Rafael Ortega | Domingo 28 de febrero de 2010
No es que vaya a ir a formar parte de la Curia, no. Lo que se comenta en los mentideros del Palacio de Santa Cruz, antigua cárcel de nobles, y sede oficial del Ministerio de Asuntos Exteriores, es la salida del Ministro, Miguel Ángel Moratinos, con destino a la Embajada ante la Santa Sede. Una salida que podría producirse tras la remodelación del gabinete de Zapatero que tendría lugar después del 30 de junio, o sea cuando finalice esta difícil Presidencia Española de la Unión Europea.

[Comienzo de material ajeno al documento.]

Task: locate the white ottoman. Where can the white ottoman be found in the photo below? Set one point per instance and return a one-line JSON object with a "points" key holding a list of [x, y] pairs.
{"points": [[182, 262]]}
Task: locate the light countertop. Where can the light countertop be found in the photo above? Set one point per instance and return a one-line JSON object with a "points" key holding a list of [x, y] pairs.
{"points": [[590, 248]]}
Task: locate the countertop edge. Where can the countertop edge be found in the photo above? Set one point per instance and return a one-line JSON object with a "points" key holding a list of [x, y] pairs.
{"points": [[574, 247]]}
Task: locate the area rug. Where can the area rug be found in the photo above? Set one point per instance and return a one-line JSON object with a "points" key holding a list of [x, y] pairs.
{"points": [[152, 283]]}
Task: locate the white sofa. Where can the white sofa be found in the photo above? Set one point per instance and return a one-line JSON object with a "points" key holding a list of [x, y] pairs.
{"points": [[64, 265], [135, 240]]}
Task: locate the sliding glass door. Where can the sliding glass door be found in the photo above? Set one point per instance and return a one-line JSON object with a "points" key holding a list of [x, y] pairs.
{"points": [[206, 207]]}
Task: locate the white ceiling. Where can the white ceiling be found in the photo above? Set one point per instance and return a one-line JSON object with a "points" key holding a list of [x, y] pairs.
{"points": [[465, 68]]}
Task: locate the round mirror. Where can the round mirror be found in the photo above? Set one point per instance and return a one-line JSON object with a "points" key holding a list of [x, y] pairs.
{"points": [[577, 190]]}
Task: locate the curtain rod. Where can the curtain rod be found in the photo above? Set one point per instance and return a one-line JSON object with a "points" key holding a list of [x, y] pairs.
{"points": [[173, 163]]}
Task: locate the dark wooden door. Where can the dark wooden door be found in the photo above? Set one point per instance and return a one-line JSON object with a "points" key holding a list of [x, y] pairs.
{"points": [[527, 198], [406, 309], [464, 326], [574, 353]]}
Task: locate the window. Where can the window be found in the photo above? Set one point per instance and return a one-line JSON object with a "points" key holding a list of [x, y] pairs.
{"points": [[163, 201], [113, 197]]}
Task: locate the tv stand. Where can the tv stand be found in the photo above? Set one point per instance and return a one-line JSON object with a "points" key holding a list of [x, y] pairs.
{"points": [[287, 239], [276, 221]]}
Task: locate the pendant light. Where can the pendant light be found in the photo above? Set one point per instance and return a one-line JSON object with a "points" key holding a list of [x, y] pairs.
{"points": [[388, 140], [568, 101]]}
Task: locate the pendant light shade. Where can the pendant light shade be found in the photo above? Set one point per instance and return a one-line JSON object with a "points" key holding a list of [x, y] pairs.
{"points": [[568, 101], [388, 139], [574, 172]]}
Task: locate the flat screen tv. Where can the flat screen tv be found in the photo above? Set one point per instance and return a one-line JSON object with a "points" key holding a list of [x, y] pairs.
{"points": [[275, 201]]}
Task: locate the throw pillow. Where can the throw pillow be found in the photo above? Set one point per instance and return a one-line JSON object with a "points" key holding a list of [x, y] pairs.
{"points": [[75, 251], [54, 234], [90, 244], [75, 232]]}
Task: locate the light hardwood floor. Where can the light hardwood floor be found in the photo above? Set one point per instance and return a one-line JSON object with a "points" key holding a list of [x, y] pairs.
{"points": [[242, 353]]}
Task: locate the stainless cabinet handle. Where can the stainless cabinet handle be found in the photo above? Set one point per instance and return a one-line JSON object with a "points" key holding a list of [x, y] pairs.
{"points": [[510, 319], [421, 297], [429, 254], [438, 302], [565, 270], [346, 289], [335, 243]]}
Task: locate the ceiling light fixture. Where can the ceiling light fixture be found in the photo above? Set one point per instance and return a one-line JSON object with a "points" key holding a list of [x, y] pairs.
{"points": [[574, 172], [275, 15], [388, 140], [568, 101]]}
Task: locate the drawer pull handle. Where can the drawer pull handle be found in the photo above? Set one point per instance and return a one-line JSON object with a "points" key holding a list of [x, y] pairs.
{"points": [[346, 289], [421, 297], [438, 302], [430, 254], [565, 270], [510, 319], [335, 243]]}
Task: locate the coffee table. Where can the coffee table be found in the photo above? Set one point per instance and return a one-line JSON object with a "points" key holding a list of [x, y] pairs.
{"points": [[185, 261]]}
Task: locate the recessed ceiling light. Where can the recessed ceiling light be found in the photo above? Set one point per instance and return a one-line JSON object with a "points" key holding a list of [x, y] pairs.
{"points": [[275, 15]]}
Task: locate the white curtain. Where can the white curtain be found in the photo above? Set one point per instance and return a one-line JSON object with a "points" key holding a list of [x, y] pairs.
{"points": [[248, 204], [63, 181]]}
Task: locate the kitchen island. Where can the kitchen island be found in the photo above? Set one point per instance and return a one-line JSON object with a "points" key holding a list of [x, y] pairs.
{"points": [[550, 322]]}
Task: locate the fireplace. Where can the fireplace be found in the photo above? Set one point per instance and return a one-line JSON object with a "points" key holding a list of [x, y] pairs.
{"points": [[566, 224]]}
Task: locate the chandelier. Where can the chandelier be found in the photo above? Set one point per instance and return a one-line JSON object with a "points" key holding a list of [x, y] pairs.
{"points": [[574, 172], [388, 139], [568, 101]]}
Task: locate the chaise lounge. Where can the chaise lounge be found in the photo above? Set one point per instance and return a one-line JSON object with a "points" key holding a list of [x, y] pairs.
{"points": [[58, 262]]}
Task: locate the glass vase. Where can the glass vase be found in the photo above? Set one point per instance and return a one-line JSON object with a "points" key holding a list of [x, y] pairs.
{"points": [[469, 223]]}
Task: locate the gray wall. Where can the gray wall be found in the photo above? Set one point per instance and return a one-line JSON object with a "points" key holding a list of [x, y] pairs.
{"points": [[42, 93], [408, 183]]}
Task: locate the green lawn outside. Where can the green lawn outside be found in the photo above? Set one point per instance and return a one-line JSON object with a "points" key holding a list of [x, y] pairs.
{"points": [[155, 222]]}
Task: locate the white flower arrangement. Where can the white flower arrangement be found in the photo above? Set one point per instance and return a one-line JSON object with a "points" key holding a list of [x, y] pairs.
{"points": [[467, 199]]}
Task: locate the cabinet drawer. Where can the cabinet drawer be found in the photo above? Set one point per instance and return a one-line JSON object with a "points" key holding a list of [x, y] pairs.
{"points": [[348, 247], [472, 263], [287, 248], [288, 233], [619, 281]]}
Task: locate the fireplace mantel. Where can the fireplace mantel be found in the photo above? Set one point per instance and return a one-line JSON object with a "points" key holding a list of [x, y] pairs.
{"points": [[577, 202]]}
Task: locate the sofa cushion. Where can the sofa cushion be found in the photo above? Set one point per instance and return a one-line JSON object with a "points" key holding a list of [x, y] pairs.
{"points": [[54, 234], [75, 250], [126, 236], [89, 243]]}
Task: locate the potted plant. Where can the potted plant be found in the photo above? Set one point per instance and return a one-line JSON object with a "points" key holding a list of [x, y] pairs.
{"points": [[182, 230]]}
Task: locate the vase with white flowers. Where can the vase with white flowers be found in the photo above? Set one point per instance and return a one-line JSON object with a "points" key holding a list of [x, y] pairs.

Esta situación podría desencadenarse a consecuencia del deseo de Francisco “Paco” Vázquez de dejar el Palacio de España en Roma, para volver a la política nacional a través de su nombramiento como Defensor del Pueblo, ya que Enrique Mújica tiene que dejar el cargo. Vázquez sabe que su “misión” ante el Vaticano ha tocado a su fin, pues ha conseguido calmar las aguas del enfrentamiento entre Iglesia y Gobierno socialista, con el frenado al deseo de algunos de Moncloa de poner punto y final a los Acuerdos entre Iglesia y Estado, y, aunque esto parezca banal, a la restauración del magnífico Palacio. Una situación parecida a la que en su día vivió Fernando María Castiella, que en 1953 logró negociar el famoso Concordato y restauró también el Palacio de España.
Vázquez que es católico, apostólico y romano, ha tenido que navegar en una trainera repleta de remeros que bogaban siempre hacia la izquierda más radical y eso, suponemos, le ha dado más de un disgusto. Además es consciente de que bogando solo en una dirección, únicamente se dan vueltas en el mismo sentido, que no es precisamente el suyo. Sabe también de las dificultades de Zapatero y su vuelta a España, sería muy bien vista por sectores de la izquierda católica que desean un recambio en el liderazgo de su partido, o a la espera, sino de la cabeza del partido, sí a un alto cargo institucional, como podría ser la sucesión de José Bono.
Moratinos, por su parte, es diplomático de carrera y católico de creencias. Ha remodelado también el Palacio de Viana, como en su día hiciera Castiella, nada más llegar de Roma, y va a Misa a la cercana Colegiata de San Isidro, ya que la pequeña capilla del Palacio ha desaparecido. Sus tiempos de “alianza de civilizaciones” y de mediador en Oriente Medio han pasado a la historia, y, suponemos, que, como católico, las debe pasar canutas en temas como el aborto o el próximo que se esta manejando ya desde el taller de la Moncloa, como el de la eutanasia.
El actual ministro de exteriores no sería mal visto en los salones vaticanos y tiene buena sintonía con el Secretario de Estado, Bertone, y con el cardenal Cañizares, Prefecto de la Congregación para el Culto Divino y los Sacramentos, lo que es una buena tarjeta de visita.
Sabemos que este asunto puede sorprender a algunos, pero no olviden nuestros lectores que el seguro cambio de gobierno, hace que cada uno vaya buscando sitio en este difícil tablero y que todos los caminos, sobre todo los buenos, conducen a Roma.